The War on Drugs was started by President Richard Nixon in 1971. He had declared drug usage “public enemy number one” and his main goals were “eradication, interdiction, and incarceration” of drugs and drug users.

The Drug Policy Alliance estimates around $51 billion is spent on the drug war a year. Our money could go to much better use, such as rehabilitation for more serious drugs, education, perhaps the most appealing alternative, none at all. Instead of locking people up for victimless crimes that don’t affect anyone at all, we should at least be helping them become productive members of society instead of letting them rot in jail.

Keeping drugs illegal increases crime on the streets and causes homelessness. When drugs like marijuana are kept illegal, people still access them through the black market regardless. Drug dealers make fortunes on other people’s demise, and they are rarely ever stopped. There’s a reason why drug addicts are often homeless or impoverished; they have no money to spare for actual important things because the cost of getting drugs is too steep. They have to turn to lives of crime to be able to afford their drugs, which in turn obviously increases crime.

You cannot regulate a black market. The only way to stop the black market is to make it easier for people to gain access to what they need, or use physical force against them. The latter is what we call the War on Drugs, which has failed. What the war has done, though, is create even more illegal immigration. I personally cannot stand illegal immigration. The only way to stop the drug lords from coming here illegally is by making it unprofitable. You must make it easier to access these drugs like marijuana for less money. In turn, the only way to achieve this is by legalizing harmless, yet illegal drugs. The national average for an ounce of illegal marijuana, according to the International Business Times, costs $350. In Colorado (where recreational marijuana is legal), an ounce of pot can run you about $200 on average, from research collected by the Colorado Pot Guide. The statistics were collected from 2014-2015 in Colorado, so by now, there is much more of an established market and competitive prices, even competing with other states now. Now, why would Mexican drug lords find the USA if recreational marijuana was legalized and no one would buy the illegal pot? They wouldn’t and would have to cease operations.

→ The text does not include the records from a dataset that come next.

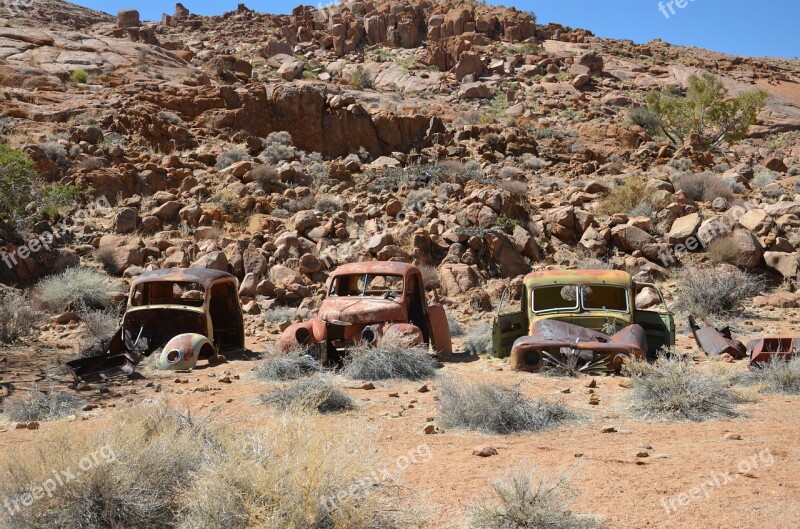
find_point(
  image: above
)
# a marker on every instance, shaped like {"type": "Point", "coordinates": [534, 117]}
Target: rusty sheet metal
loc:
{"type": "Point", "coordinates": [375, 267]}
{"type": "Point", "coordinates": [202, 276]}
{"type": "Point", "coordinates": [362, 310]}
{"type": "Point", "coordinates": [717, 341]}
{"type": "Point", "coordinates": [578, 277]}
{"type": "Point", "coordinates": [766, 349]}
{"type": "Point", "coordinates": [183, 352]}
{"type": "Point", "coordinates": [560, 338]}
{"type": "Point", "coordinates": [102, 367]}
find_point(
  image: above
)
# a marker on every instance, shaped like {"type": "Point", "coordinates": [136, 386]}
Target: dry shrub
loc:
{"type": "Point", "coordinates": [623, 198]}
{"type": "Point", "coordinates": [17, 317]}
{"type": "Point", "coordinates": [521, 501]}
{"type": "Point", "coordinates": [496, 409]}
{"type": "Point", "coordinates": [78, 288]}
{"type": "Point", "coordinates": [38, 406]}
{"type": "Point", "coordinates": [706, 292]}
{"type": "Point", "coordinates": [289, 367]}
{"type": "Point", "coordinates": [703, 187]}
{"type": "Point", "coordinates": [391, 359]}
{"type": "Point", "coordinates": [673, 389]}
{"type": "Point", "coordinates": [778, 376]}
{"type": "Point", "coordinates": [160, 467]}
{"type": "Point", "coordinates": [309, 394]}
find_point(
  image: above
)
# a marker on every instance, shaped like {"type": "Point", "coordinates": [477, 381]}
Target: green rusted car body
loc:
{"type": "Point", "coordinates": [591, 311]}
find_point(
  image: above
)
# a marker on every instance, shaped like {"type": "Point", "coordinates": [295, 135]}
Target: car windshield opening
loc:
{"type": "Point", "coordinates": [557, 297]}
{"type": "Point", "coordinates": [591, 297]}
{"type": "Point", "coordinates": [185, 293]}
{"type": "Point", "coordinates": [387, 286]}
{"type": "Point", "coordinates": [602, 297]}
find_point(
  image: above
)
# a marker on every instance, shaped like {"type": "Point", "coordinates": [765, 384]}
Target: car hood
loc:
{"type": "Point", "coordinates": [361, 311]}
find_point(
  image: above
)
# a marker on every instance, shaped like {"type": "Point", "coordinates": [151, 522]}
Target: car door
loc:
{"type": "Point", "coordinates": [508, 327]}
{"type": "Point", "coordinates": [659, 325]}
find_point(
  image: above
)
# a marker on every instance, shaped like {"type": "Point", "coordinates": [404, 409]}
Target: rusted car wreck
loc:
{"type": "Point", "coordinates": [590, 314]}
{"type": "Point", "coordinates": [367, 302]}
{"type": "Point", "coordinates": [184, 315]}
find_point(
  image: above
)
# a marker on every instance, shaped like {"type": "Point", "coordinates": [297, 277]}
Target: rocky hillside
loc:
{"type": "Point", "coordinates": [462, 137]}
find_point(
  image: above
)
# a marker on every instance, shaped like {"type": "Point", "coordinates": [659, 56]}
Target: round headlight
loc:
{"type": "Point", "coordinates": [302, 335]}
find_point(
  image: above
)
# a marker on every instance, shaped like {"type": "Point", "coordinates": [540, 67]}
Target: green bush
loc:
{"type": "Point", "coordinates": [706, 110]}
{"type": "Point", "coordinates": [17, 179]}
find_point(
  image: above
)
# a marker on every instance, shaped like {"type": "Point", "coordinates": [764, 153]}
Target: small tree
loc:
{"type": "Point", "coordinates": [17, 179]}
{"type": "Point", "coordinates": [706, 110]}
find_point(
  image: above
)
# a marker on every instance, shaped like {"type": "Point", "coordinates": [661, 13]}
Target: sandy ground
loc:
{"type": "Point", "coordinates": [757, 477]}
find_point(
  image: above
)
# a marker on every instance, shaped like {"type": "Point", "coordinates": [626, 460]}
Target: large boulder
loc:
{"type": "Point", "coordinates": [457, 279]}
{"type": "Point", "coordinates": [469, 63]}
{"type": "Point", "coordinates": [127, 18]}
{"type": "Point", "coordinates": [749, 248]}
{"type": "Point", "coordinates": [505, 255]}
{"type": "Point", "coordinates": [787, 264]}
{"type": "Point", "coordinates": [683, 228]}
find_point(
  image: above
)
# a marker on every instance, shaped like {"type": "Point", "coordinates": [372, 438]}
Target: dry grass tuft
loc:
{"type": "Point", "coordinates": [524, 502]}
{"type": "Point", "coordinates": [391, 359]}
{"type": "Point", "coordinates": [674, 389]}
{"type": "Point", "coordinates": [778, 376]}
{"type": "Point", "coordinates": [707, 292]}
{"type": "Point", "coordinates": [37, 406]}
{"type": "Point", "coordinates": [156, 466]}
{"type": "Point", "coordinates": [496, 409]}
{"type": "Point", "coordinates": [17, 317]}
{"type": "Point", "coordinates": [623, 198]}
{"type": "Point", "coordinates": [78, 288]}
{"type": "Point", "coordinates": [309, 394]}
{"type": "Point", "coordinates": [288, 367]}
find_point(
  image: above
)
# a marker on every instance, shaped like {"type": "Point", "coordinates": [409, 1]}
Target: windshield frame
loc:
{"type": "Point", "coordinates": [579, 301]}
{"type": "Point", "coordinates": [366, 278]}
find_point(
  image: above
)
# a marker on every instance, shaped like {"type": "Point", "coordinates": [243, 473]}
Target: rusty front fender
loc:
{"type": "Point", "coordinates": [556, 337]}
{"type": "Point", "coordinates": [302, 334]}
{"type": "Point", "coordinates": [405, 331]}
{"type": "Point", "coordinates": [183, 352]}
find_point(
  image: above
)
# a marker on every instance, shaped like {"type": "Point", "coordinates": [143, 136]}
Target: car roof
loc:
{"type": "Point", "coordinates": [578, 277]}
{"type": "Point", "coordinates": [376, 267]}
{"type": "Point", "coordinates": [203, 276]}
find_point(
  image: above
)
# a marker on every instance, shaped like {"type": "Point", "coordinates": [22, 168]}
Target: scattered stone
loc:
{"type": "Point", "coordinates": [486, 451]}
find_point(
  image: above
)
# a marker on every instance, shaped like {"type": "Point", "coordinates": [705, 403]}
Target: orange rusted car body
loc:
{"type": "Point", "coordinates": [365, 303]}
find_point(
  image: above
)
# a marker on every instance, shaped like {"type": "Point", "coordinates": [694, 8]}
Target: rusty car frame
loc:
{"type": "Point", "coordinates": [590, 314]}
{"type": "Point", "coordinates": [183, 314]}
{"type": "Point", "coordinates": [367, 302]}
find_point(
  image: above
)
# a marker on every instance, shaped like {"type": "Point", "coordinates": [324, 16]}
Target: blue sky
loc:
{"type": "Point", "coordinates": [738, 27]}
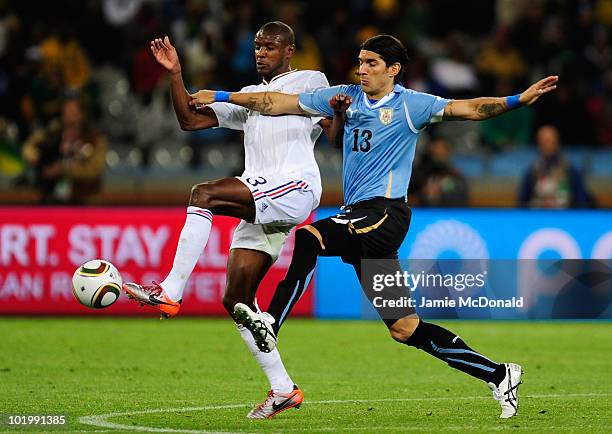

But isn’t there a reason that marijuana and other illegal drugs are illegal? Doesn’t marijuana kill people? You might be shocked to learn that no, it doesn’t. There has never been a recorded death from a marijuana overdose in history. In fact, marijuana is one of the hardest drugs to overdose on. The thing that marijuana does that scares everyone is the fact that it is considered to be a gateway drug. But, while marijuana is illegal, other legal things like tobacco, alcohol, and prescription drug abuse are gateways to those drugs as well. Should we go back to the disaster of alcohol prohibition? No. The important point to be made here is that making something illegal doesn’t mean that people won’t do drugs? No. People will find a way to get their fix, regardless if it is illegal or not. It is time to end the War on Drugs.

The author of this article and 71 Republic, LLC, do not endorse nor recommend using marijuana nor any other illegal substances mentioned in this article.